Labo, being a foreigner, cannot serve public
office. His claim that his lack of citizenship should
not overcome the will of the electorate is not
tenable. The people of Baguio could not have,
even unanimously, changed the requirements of
the Local Government Code and the Constitution
simply by electing a foreigner (curiously, would
Baguio have voted for Labo had they known he is
Australian). The electorate had no power to permit
a foreigner owing his total allegiance to the Queen
of Australia, or at least a stateless individual owing
no allegiance to the Republic of the Philippines, to
preside over them as mayor of their city. Only
citizens of the Philippines have that privilege over
their countrymen.
2. Lardizabal on the other hand cannot assert,
through the quo warranto proceeding, that he
should be declared the mayor by reason of Labos
disqualification because Lardizabal obtained the
second highest number of vote.

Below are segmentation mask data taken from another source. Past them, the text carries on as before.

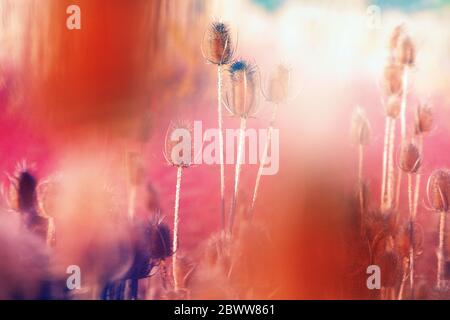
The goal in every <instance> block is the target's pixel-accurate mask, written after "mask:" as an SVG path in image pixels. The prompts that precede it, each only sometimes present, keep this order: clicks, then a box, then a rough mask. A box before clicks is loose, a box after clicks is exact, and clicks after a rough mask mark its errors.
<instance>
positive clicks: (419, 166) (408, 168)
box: [400, 143, 422, 173]
mask: <svg viewBox="0 0 450 320" xmlns="http://www.w3.org/2000/svg"><path fill="white" fill-rule="evenodd" d="M421 163H422V159H421V156H420V151H419V149H418V148H417V147H416V145H415V144H413V143H407V144H406V145H405V146H404V147H402V149H401V152H400V169H402V170H403V171H404V172H407V173H416V172H417V171H418V170H419V168H420V165H421Z"/></svg>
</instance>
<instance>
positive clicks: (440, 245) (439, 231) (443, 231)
mask: <svg viewBox="0 0 450 320" xmlns="http://www.w3.org/2000/svg"><path fill="white" fill-rule="evenodd" d="M445 214H446V213H445V211H441V212H440V219H439V251H438V254H437V256H438V266H437V287H438V289H443V287H444V284H443V281H444V261H445V260H444V257H445V251H444V250H445Z"/></svg>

It would be
extremely repugnant to the basic concept of the
constitutionally guaranteed right to suffrage if a
candidate who has not acquired the majority or
plurality of votes is proclaimed a winner and
imposed as the representative of a constituency,
the majority of which have positively declared
through their ballots that they do not choose him.
Sound policy dictates that public elective offices
are filled by those who have received the highest
number of votes cast in the election for that office,
and it is a fundamental idea in all republican forms
of government that no one can be declared
elected and no measure can be declared carried

unless he or it receives a majority or plurality of


the legal votes cast in the election.